Both audio streams share a single Instant as their t=0 origin, captured just before the cpal streams are started. All segment timestamps are relative to this origin, ensuring correct chronological ordering when merging.

VAD Chunking Strategy

The Silero Voice Activity Detector processes audio in 32ms chunks (512 samples at 16 kHz). Audio is accumulated and flushed to Whisper when:

  • Silence detected: >= 300ms of consecutive sub-threshold VAD probability after speech, OR
  • Max duration reached: >= 10 seconds of accumulated audio

Chunks shorter than 0.3 seconds are discarded as noise.
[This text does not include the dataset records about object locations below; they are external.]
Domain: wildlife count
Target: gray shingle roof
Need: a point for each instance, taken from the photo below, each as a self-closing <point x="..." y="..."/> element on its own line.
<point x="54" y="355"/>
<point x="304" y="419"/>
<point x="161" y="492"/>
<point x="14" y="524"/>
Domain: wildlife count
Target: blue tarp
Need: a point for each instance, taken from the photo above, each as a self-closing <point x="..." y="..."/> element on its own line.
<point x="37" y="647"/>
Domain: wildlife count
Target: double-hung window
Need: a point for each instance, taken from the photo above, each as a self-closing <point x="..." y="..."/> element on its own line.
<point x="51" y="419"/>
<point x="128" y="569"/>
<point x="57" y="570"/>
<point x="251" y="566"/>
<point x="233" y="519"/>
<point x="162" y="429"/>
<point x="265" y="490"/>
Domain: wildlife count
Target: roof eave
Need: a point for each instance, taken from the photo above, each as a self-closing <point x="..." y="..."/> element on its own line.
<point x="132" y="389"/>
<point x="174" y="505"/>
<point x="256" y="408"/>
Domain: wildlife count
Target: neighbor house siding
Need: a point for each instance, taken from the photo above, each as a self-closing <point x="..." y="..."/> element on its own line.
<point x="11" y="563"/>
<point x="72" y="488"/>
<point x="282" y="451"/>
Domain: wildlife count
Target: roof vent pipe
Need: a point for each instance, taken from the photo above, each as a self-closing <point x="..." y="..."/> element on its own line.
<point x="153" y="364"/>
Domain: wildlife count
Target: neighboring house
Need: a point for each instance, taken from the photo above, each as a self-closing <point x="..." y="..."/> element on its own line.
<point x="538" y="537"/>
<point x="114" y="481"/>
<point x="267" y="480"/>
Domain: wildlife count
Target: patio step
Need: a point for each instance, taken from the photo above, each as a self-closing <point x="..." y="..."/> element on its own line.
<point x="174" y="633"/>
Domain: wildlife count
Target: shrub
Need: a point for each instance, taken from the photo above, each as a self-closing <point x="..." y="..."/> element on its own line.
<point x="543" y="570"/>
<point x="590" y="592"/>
Two WhisperEngine Instances

Each stream gets its own WhisperEngine instance rather than sharing one behind a mutex. On Apple Silicon (M4 Pro), Metal can schedule GPU work from multiple threads. A shared mutex would serialize transcription and add latency when both speakers talk simultaneously.

Tauri Commands

list_audio_devices()

Returns input devices categorized as microphones vs loopback.

interface CategorizedDevices {
  microphones: string[];  // Normal mic devices
  loopback: string[];     // BlackHole devices
}

const devices: CategorizedDevices = await invoke('list_audio_devices');

start_recording(local_device, remote_device)

Start recording on both devices. In LocalWhisper mode, automatically spawns live transcription worker threads.

await invoke('start_recording', {
  localDevice: 'MacBook Pro Microphone',
  remoteDevice: 'BlackHole 2ch',
});

stop_recording()

Stops recording, finalizes live transcription, saves WAV/OGG files.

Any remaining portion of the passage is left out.